Today the rheumotologist called me and is able to get me in tomorrow afternoon.  I know they won't find anything.  I know I'm going to be extremely frustrated.  Again.

I do love being back at school without a million looming absences.  It is a nice distraction and feels good to exercise my brain.  I am struggling with name recall and following group conversations - especially if they are social in nature.  It's weird.  I am working with 5th graders this year and have decided not to put myself through the agony of wearing a wig.  I spoke to all the classes on the first day of school and told them my story in a 5th grade fashion.  It was an absolute relief to put it out there.  The kids have been so interested in things and ask questions.  It's really great that it is out in the open and not a taboo subject.

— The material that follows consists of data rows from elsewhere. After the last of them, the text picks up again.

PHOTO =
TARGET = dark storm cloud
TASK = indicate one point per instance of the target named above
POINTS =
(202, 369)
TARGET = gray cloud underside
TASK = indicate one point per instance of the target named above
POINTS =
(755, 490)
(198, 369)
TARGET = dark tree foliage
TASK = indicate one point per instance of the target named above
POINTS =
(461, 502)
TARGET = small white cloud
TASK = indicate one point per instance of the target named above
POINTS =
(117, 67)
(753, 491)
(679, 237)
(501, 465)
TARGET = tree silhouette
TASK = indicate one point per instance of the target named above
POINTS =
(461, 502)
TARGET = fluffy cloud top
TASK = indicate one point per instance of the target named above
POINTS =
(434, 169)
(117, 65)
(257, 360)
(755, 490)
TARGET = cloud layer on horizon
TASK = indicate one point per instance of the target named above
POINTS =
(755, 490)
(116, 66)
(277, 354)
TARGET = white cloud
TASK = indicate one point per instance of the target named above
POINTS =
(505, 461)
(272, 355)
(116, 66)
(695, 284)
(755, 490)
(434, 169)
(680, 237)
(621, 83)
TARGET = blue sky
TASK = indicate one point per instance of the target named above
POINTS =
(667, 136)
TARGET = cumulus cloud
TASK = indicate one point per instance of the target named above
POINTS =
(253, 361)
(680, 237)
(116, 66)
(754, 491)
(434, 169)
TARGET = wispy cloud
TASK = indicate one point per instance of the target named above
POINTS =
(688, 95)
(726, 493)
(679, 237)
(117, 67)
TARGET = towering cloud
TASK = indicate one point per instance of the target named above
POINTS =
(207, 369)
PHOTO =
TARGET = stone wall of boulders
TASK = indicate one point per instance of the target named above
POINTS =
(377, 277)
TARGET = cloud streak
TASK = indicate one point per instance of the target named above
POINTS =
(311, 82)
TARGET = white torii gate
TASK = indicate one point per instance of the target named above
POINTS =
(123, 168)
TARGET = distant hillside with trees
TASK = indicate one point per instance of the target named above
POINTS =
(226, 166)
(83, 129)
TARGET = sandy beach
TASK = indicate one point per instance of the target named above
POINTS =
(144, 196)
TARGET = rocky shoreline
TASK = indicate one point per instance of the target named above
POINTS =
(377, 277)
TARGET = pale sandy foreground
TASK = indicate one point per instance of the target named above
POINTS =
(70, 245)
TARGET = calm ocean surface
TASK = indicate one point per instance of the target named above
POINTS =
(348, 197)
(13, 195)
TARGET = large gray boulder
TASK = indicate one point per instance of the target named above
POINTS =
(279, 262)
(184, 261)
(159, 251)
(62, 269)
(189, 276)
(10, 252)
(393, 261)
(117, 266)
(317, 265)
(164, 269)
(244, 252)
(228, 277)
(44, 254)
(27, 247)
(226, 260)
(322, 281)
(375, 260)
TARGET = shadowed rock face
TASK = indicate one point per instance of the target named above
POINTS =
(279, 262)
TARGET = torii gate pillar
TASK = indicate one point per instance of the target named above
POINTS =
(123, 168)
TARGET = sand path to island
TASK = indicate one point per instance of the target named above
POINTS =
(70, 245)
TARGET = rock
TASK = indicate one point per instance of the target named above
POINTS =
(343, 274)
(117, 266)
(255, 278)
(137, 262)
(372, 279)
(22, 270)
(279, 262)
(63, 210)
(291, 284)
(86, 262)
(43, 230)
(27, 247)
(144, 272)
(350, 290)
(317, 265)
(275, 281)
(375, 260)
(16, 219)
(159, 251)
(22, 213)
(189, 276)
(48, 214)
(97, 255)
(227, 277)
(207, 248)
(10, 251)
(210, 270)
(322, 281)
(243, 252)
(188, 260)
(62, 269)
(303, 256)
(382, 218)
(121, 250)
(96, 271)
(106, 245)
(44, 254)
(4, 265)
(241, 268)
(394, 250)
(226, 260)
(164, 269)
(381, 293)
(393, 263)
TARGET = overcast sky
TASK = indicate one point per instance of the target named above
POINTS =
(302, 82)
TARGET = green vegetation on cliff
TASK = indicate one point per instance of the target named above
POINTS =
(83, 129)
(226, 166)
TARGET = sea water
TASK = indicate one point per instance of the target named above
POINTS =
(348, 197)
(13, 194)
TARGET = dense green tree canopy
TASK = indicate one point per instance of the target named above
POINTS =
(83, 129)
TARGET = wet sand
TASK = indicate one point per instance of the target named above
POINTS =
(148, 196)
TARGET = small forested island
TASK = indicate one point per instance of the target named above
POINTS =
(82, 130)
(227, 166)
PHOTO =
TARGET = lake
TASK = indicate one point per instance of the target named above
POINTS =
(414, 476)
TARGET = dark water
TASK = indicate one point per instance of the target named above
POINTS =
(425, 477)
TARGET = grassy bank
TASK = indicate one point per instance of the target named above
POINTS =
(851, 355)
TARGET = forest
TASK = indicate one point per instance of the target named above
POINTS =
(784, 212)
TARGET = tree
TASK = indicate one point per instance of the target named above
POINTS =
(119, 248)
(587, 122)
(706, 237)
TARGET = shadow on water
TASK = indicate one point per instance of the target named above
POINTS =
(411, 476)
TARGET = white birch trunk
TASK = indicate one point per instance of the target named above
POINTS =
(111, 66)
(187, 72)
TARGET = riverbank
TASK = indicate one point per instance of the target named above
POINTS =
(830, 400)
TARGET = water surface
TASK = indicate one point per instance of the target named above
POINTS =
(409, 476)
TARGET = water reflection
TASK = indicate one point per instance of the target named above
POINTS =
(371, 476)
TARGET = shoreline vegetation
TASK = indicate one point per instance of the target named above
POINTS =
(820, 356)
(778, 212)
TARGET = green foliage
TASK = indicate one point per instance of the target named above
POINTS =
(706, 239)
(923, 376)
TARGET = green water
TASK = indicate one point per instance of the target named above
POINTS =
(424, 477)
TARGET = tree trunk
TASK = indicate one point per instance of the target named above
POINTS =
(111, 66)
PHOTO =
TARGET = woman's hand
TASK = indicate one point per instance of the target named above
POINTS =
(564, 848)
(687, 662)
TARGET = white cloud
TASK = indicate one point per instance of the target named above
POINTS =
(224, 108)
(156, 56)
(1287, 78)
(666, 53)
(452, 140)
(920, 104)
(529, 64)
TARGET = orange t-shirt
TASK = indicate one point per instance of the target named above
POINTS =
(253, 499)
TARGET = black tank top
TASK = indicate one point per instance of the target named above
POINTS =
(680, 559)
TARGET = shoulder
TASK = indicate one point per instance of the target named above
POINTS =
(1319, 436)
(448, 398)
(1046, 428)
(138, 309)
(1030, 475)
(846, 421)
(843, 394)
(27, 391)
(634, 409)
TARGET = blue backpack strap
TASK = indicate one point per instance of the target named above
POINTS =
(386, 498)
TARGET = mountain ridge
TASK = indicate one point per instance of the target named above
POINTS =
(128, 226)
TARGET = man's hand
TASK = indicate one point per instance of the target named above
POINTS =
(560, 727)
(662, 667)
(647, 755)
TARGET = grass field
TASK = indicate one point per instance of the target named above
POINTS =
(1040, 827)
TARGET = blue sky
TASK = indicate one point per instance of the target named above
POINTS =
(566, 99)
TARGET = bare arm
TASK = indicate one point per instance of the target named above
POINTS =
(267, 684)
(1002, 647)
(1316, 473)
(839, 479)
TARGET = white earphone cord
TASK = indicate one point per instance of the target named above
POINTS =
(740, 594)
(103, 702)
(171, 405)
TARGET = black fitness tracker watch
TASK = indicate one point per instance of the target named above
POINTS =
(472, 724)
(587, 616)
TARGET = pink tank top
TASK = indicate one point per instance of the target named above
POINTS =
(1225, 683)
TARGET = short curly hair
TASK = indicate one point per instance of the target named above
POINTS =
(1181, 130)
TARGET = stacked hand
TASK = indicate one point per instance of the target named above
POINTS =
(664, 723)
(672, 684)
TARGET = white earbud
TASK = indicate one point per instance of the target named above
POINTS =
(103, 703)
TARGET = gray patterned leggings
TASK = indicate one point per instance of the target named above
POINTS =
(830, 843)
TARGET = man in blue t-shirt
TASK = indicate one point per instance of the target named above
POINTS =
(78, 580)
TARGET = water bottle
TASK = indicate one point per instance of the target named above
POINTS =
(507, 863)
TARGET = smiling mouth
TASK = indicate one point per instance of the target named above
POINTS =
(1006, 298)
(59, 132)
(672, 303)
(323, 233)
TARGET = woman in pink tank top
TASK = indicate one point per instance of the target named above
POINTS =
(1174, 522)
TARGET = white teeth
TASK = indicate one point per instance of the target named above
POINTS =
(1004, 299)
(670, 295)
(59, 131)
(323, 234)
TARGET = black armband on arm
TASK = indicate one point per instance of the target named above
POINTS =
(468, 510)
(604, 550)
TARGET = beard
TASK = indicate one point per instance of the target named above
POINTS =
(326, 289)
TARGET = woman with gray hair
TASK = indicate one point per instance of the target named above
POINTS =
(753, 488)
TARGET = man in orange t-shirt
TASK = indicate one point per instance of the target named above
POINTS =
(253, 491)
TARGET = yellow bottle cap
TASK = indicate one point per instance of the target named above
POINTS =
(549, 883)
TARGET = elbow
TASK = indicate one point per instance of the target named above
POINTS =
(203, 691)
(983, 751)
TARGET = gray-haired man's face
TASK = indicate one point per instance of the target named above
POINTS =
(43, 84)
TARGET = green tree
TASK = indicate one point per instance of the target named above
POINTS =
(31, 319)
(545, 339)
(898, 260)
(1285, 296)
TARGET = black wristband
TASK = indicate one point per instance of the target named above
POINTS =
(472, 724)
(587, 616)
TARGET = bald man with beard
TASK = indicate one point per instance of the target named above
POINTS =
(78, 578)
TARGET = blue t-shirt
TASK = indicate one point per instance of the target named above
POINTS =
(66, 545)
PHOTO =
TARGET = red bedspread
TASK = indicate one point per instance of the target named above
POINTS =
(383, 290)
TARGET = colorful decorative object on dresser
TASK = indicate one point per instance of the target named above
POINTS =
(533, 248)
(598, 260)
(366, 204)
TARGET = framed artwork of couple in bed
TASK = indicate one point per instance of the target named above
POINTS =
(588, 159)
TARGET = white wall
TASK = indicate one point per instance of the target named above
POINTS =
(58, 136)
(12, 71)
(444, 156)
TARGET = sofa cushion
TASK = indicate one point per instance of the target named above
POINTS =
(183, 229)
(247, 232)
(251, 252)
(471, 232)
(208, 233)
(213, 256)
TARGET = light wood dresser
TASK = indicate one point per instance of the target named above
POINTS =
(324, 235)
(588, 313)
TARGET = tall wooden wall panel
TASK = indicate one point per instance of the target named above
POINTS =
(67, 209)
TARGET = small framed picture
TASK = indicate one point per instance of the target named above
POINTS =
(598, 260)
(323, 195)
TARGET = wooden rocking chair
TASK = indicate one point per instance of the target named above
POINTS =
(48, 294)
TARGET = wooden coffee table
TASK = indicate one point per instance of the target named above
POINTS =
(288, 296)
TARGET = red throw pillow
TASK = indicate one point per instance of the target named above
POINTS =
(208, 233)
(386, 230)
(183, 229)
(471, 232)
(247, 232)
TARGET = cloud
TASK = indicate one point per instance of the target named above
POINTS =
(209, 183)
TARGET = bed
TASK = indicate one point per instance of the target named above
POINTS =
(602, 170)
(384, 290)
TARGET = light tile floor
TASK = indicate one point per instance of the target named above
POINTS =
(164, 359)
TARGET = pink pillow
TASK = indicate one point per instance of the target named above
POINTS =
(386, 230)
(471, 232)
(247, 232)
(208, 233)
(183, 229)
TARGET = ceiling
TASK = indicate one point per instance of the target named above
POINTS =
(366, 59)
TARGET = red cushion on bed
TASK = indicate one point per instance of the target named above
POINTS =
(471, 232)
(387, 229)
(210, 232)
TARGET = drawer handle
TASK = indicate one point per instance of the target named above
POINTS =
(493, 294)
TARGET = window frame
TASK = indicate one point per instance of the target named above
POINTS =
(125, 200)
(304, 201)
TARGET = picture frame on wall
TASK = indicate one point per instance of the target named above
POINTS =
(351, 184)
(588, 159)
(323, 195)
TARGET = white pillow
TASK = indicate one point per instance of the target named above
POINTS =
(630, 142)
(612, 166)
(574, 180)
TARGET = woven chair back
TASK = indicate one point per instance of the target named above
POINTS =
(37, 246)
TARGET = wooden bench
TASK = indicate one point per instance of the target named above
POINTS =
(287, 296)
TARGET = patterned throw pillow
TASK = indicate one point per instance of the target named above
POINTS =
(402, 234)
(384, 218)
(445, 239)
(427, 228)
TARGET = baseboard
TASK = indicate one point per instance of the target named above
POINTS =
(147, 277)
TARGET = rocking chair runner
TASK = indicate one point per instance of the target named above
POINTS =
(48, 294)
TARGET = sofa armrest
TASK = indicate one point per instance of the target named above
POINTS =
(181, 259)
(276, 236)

My hair is starting to regrow.  Gray. Lovely. It's soft and fine like baby hair.  I'll get it dyed as soon as I can.  It's also straight so far (it's only about a centimeter long), which is weird because it used to be curly/wavy.  My eyelashes have also started sprouting.  Very exciting.  No eyebrows yet.  My white blood cell count it back to normal (4.8) so I would guess I could get them tattooed on, but I forgot to ask.  I have to go back to the oncologist in 2 weeks with hopes that my joint pain is figured out and  Tamoxofen can start.  Fingers crossed......even though I really don't want to be on this drug......but I figure I NEED to be to keep my life expectancy up to 90%.  I don't want to ruin their data! Ha! :)

Friday, September 8, 2017

Severe joint pain

Since August 26th, I've been suffering from severe joint pain.  I have had joint pain before - for the year after the boys were born - but it was only in my hands and feet. After a year or accupuncture, the pain subsided.  This pain is in every single joint in my body: feet, hands, elbows, knees, pelvis, spine.  It is ridiculously painful and makes me feel and look like I'm 140 years old when I try to move.  I've been trying to figure out why it came on all of a sudden.  The day that it started was also the first day that I had stopped my Shingles medication. I also wonder if I've had joint pain all along, but the chemo steroids had masked it.  I don't know, but I do know that the pain is so severe that Dave made me call the emergency number at the oncologist's office on a Sunday.  They called back and advised me to have my blood labs done.  I just got that done today.....so maybe I'll have some answers on Monday.....but, I can't imagine it's going to be anything easy to figure out or solve.